Former glory restored.



________________________

www.sawblade.com


----------



## MarkD (Nov 8, 2012)

Great Job. They don't make equipment like that any more!


----------



## robersonjr (Nov 8, 2012)

That was one of the greats, beautiful job.


----------



## Haynie (Nov 8, 2012)

Sweet.


----------



## Monty (Nov 8, 2012)

Looks as good as new. :good:


----------



## SteveJ (Nov 8, 2012)

That is pretty nice looking.  I assume you sell what you refurbish.  What do you charge for one like that?


----------



## Ted iin Michigan (Nov 8, 2012)

Nice work! Looks like the original motor (?) and switch. No goose egg, though? Too bad. Got any pics of the guts?


----------



## mrburls (Nov 8, 2012)

Great looking saw Don. I find it amazing that the fence set up from the 60's is very similar to the RT-40 12" Delta table saw I have now. I love using the fence on the saw.

Keith "mrburls"


----------



## alamocdc (Nov 8, 2012)

Great job on the refurb, Don! Looks like it should do a fine job.


----------



## fitzman163 (Nov 9, 2012)

Fantastic job! Looks like brand new. Do you have any before pictures? I would love to see them.


----------



## DKF (Nov 9, 2012)

SMJ1957 said:


> That is pretty nice looking.  I assume you sell what you refurbish.  What do you charge for one like that?



Not sure if I will sell this one, but if I do I will get $850.00..Thanks...


----------



## DKF (Nov 9, 2012)

Ted iin Michigan said:


> Nice work! Looks like the original motor (?) and switch. No goose egg, though? Too bad. Got any pics of the guts?

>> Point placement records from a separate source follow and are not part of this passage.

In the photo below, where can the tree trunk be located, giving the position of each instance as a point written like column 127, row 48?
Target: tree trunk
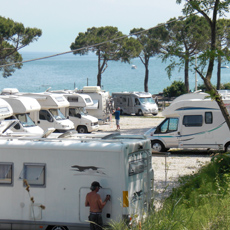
column 218, row 73
column 146, row 74
column 99, row 69
column 146, row 78
column 186, row 78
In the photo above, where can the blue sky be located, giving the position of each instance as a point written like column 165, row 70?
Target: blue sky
column 62, row 20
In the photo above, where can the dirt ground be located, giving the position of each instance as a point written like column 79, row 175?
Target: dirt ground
column 168, row 167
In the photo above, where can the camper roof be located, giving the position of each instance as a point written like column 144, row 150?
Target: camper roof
column 22, row 104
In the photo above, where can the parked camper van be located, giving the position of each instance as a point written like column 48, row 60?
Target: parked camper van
column 58, row 175
column 191, row 121
column 50, row 115
column 102, row 107
column 22, row 107
column 76, row 112
column 135, row 103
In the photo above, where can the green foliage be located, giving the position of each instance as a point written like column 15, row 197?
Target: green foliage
column 176, row 89
column 107, row 44
column 13, row 37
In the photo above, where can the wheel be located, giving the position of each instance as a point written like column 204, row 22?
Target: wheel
column 158, row 146
column 140, row 113
column 56, row 227
column 82, row 129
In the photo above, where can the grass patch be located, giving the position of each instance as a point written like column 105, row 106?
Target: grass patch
column 202, row 201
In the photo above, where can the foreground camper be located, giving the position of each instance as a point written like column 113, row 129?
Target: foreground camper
column 102, row 107
column 192, row 121
column 76, row 112
column 50, row 115
column 22, row 107
column 43, row 183
column 135, row 103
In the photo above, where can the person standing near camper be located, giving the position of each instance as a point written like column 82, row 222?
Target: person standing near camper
column 93, row 200
column 117, row 117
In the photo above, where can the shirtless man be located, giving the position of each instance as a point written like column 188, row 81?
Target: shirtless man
column 93, row 200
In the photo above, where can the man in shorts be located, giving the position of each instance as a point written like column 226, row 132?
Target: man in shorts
column 93, row 200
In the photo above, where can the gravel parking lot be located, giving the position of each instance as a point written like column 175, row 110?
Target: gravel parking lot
column 168, row 167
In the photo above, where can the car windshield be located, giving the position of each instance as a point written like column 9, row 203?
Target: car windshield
column 57, row 114
column 25, row 120
column 145, row 100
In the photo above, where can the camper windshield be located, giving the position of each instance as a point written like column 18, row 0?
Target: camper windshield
column 25, row 120
column 145, row 100
column 57, row 114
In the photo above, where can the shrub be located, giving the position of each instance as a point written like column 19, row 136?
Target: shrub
column 176, row 89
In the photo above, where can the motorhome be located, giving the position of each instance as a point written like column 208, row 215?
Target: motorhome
column 192, row 121
column 50, row 115
column 83, row 122
column 102, row 106
column 22, row 107
column 135, row 103
column 44, row 182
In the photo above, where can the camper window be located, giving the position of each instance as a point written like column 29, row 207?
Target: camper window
column 192, row 120
column 208, row 117
column 34, row 174
column 6, row 173
column 168, row 125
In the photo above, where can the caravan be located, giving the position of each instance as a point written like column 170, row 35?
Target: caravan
column 50, row 115
column 44, row 182
column 76, row 112
column 135, row 103
column 192, row 121
column 22, row 107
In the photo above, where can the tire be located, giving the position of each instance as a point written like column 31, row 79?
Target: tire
column 140, row 113
column 158, row 146
column 82, row 129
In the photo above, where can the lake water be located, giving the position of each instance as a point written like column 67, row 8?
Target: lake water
column 74, row 71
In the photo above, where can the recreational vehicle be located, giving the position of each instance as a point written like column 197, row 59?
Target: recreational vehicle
column 102, row 107
column 44, row 182
column 192, row 121
column 50, row 115
column 76, row 112
column 135, row 103
column 22, row 107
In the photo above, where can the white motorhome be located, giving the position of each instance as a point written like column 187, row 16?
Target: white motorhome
column 59, row 174
column 50, row 115
column 139, row 103
column 22, row 107
column 102, row 107
column 191, row 121
column 76, row 112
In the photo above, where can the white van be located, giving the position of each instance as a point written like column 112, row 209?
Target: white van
column 43, row 184
column 139, row 103
column 22, row 107
column 50, row 115
column 192, row 121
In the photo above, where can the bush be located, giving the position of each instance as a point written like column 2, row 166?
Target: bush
column 176, row 89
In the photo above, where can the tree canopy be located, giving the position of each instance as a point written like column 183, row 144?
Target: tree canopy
column 151, row 42
column 187, row 38
column 205, row 8
column 13, row 37
column 107, row 44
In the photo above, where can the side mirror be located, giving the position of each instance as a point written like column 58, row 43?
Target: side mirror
column 17, row 126
column 78, row 115
column 50, row 119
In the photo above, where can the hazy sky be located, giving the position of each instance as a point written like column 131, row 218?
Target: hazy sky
column 62, row 20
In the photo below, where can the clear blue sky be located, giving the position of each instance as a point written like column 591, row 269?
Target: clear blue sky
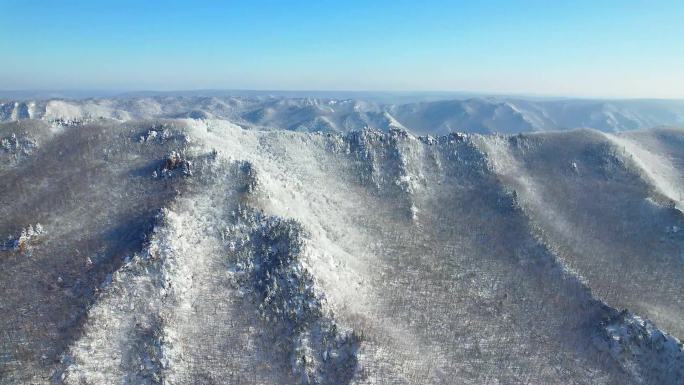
column 575, row 48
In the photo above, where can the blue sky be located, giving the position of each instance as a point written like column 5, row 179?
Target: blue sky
column 573, row 48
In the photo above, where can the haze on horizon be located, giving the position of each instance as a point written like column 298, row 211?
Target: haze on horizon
column 617, row 49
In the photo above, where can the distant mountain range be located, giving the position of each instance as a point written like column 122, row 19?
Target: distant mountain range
column 421, row 115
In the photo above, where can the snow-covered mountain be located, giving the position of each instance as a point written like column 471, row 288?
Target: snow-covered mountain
column 196, row 251
column 473, row 115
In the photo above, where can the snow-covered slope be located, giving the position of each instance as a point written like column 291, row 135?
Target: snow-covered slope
column 474, row 115
column 194, row 251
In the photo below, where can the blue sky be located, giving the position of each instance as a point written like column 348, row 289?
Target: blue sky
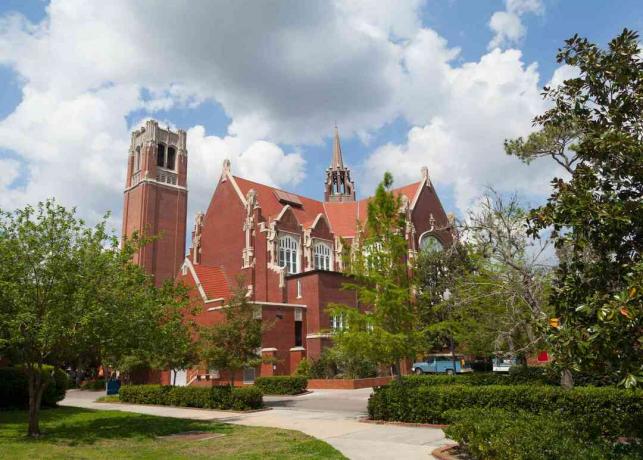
column 410, row 83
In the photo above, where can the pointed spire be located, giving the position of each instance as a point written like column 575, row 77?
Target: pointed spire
column 338, row 162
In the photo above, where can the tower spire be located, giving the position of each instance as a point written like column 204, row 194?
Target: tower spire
column 338, row 186
column 337, row 161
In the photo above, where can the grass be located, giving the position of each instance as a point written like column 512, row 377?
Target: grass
column 81, row 433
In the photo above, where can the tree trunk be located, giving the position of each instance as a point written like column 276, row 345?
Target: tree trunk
column 566, row 379
column 36, row 389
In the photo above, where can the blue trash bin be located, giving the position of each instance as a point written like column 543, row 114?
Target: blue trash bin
column 113, row 386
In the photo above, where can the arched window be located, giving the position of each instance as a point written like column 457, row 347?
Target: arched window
column 322, row 256
column 160, row 155
column 430, row 243
column 137, row 164
column 288, row 253
column 171, row 155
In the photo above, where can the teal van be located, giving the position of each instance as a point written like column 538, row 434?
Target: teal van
column 442, row 364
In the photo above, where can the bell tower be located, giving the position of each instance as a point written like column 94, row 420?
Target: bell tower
column 339, row 186
column 156, row 198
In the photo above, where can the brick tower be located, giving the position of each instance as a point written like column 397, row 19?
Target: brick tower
column 156, row 197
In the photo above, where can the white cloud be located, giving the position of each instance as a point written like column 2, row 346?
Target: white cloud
column 9, row 172
column 507, row 25
column 462, row 143
column 283, row 74
column 260, row 161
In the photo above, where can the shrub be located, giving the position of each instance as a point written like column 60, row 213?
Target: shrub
column 246, row 398
column 93, row 385
column 496, row 433
column 282, row 385
column 218, row 397
column 303, row 368
column 608, row 410
column 14, row 389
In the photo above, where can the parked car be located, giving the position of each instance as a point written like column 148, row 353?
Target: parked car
column 442, row 364
column 503, row 364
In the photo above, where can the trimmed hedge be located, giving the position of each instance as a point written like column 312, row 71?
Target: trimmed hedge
column 489, row 434
column 14, row 387
column 282, row 385
column 94, row 385
column 604, row 411
column 218, row 397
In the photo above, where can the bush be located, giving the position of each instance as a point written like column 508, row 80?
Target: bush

Yes it is the original motor and switch......as well as most everything else...the door/tag was not there so I had to find one and replace it, as well as one of the fence tube rails.....no goose egg, and as I found out, holes were drilled for it, but it was an option and not on all...therefore the lack of them available now.  (expensive if you find them....and heavy to ship).  

Thanks all for the replies.....one of my goals is to have most all of my shop old american iron if possible....already have tablesaw, drill press, jointer, grinder, buffer....have another drill press and radial arm saws in the wings waiting....


----------



## 76winger (Nov 9, 2012)

Very nice refurbish!


----------



## AnachitlPut (Nov 9, 2012)

My dad has that one in our shop. I don't think he ever did work on it other than the switch.


----------



## tim self (Nov 9, 2012)

A real beaut!  Bet it's as accurate as just about any of the new ones.


----------



## 76winger (Nov 9, 2012)

From someone who restored a 1954 ShopSmith, I how much work can be involved to do a really nice job like that. Good work.


----------